Diperbarui: 25 April 2026 Terverifikasi

Perizinan Berusaha dalam konteks jasa konstruksi adalah rangkaian dokumen legalitas yang diperlukan oleh BUJK untuk dapat beroperasi secara sah di Indonesia, mulai dari Nomor Induk Berusaha (NIB), Sertifikat Standar, hingga SBU. Sistem perizinan berusaha berbasis risiko yang berlaku sejak UU Cipta Kerja menyederhanakan banyak proses perizinan melalui integrasi di OSS.

Untuk BUJK, NIB dengan KBLI jasa konstruksi yang tepat menjadi dasar dari seluruh perizinan berikutnya. Beberapa subklasifikasi jasa konstruksi termasuk dalam kategori risiko menengah atau tinggi yang memerlukan verifikasi teknis oleh Kementerian PUPR sebelum Sertifikat Standar dapat diaktifkan. SBU kemudian menjadi pelengkap Sertifikat Standar sebagai bukti kualifikasi teknis.
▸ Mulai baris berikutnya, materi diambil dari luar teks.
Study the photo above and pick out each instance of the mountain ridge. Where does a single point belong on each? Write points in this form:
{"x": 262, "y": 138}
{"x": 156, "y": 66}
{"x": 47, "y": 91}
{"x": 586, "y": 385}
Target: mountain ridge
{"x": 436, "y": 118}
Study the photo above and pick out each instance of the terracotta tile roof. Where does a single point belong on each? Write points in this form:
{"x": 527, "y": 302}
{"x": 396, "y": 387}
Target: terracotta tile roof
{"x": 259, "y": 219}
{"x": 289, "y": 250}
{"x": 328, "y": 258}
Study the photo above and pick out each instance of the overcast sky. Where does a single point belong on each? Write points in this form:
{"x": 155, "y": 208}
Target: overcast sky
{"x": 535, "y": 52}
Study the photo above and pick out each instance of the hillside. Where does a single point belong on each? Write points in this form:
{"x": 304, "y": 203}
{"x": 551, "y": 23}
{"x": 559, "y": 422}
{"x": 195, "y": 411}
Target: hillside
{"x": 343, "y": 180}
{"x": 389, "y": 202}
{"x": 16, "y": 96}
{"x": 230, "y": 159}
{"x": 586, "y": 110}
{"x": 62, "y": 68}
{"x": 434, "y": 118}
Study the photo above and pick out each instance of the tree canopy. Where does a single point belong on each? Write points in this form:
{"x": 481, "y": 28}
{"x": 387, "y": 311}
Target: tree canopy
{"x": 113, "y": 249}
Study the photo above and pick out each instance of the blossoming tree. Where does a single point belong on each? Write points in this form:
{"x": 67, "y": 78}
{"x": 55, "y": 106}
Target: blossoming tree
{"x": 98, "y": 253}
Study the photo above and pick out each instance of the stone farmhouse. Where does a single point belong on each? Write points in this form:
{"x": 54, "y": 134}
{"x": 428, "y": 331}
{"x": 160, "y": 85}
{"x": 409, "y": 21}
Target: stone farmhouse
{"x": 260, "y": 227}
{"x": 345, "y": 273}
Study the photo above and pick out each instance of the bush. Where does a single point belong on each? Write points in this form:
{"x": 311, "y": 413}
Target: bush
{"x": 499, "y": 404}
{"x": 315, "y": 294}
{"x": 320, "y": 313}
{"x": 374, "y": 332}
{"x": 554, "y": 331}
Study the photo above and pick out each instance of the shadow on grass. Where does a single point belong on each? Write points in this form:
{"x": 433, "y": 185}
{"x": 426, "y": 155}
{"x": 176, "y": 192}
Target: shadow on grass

Koordinasi antara tim hukum dan teknis dalam BUJK sangat penting untuk memastikan konsistensi data perizinan. Perbedaan antara KBLI dalam NIB, klasifikasi dalam SBU, dan bidang usaha aktual yang dijalankan dapat menimbulkan permasalahan regulasi saat audit atau pengadaan yang memerlukan verifikasi mendalam.